Non ci sono eventi documentati con tanta continuità come quelli alluvionali. Il che è abbastanza comprensibile se si considera come le acque costituissero, in altri tempi, una preziosa fonte di ricchezza per i paesi sviluppatisi lungo fiumi e torrenti. Molte famiglie campavano coi proventi della pesca. Inoltre la corrente alimentava i battitoi di canapa e i mulini natanti di alcuni comuni (fra i molti, quelli di Gassino).

Però, durante il periodo delle piogge, i fiumi si tramutavano in una minaccia incombente. Nella zona di Settimo Torinese, ad esempio, il Po non aveva un alveo ben delimitato. Pertanto tendeva a invadere i terreni circostanti. Gli uomini controllavano con apprensione il livello delle piene che, nel volgere di breve tempo, potevano travolgere i casolari nella campagna, distruggere le colture e rendere vani i sacrifici di una vita.

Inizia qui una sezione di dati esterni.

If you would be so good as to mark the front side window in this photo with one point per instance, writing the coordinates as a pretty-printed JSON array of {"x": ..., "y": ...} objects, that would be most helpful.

I documenti d’archivio conservano memoria di alcune inondazioni particolarmente rovinose. Le note di Bertino de Signorino, castellano di Gassino, ci informano che un devastante allagamento delle campagne si verificò nel biennio 1310-1311. Altre piene distruttive si registrarono negli anni 1415, 1418, 1628, 1659, 1733, 1755, 1780, 1829, 1879 e 1901. Nel 1418, avendo il Po provocato gravi inondazioni, gli abitanti di Cimena e di Castagneto espressero il desiderio di mantenere l’alveo del fiume il più lontano possibile dalle rispettive terre. Il marchese Teodoro di Monferrato, invece, ordinò che il Po fosse riportato nel letto originario. Inoltre – c’informa padre Agostino Borla, un autore chivassese del Settecento – «comandò provvedersi mille uomini delle vicine comunità (450 da Volpiano, 54 da Settimo, 200 da Verolengo, 150 da Caluso, 90 da San Raffaele, 70 da Castagneto), i quali proseguirono il lavoro per tutto l’anno seguente».

Più volte le acque del Po allagarono la parte bassa del territorio di Settimo, unendosi a quelle del rio Freidano, sino a lambire la torre medioevale. Spesso, quando la piena si ritirava, il fiume non riprendeva a scorrere nel suo vecchio letto, ma si divideva in più rami che serpeggiavano fra le pietraie e i terreni incolti, creando innumerevoli grattacapi ai contadini. Fu ciò che accadde, ad esempio, nel 1755 allorché la piena ridusse non pochi terre «parte a giara nuda e parte formanti il letto presentaneo del fiume», come si legge in una carta dell’epoca. A problemi simili accenna una relazione di due anni anteriore in cui si precisa che i terreni di Gassino verso il Po, nell’attuale zona Mezzi, risultavano di «pochissima consistenza a causa del guasto arrecato dalle inondazioni».

Persino il transito sulla via di Casale, nel territorio di San Mauro Torinese, era ostacolato dalle erosioni del fiume. Durante la seconda metà del Settecento si rese necessario modificare il tracciato della strada. Quasi sicuramente la decisione fu assunta per porre rimedio a un tentativo poco felice di deviare le acque del fiume in un alveo secondario, verso la sponda destra. «Nil sub sole novi», dice la Bibbia. Non vi è nulla di nuovo sotto il sole!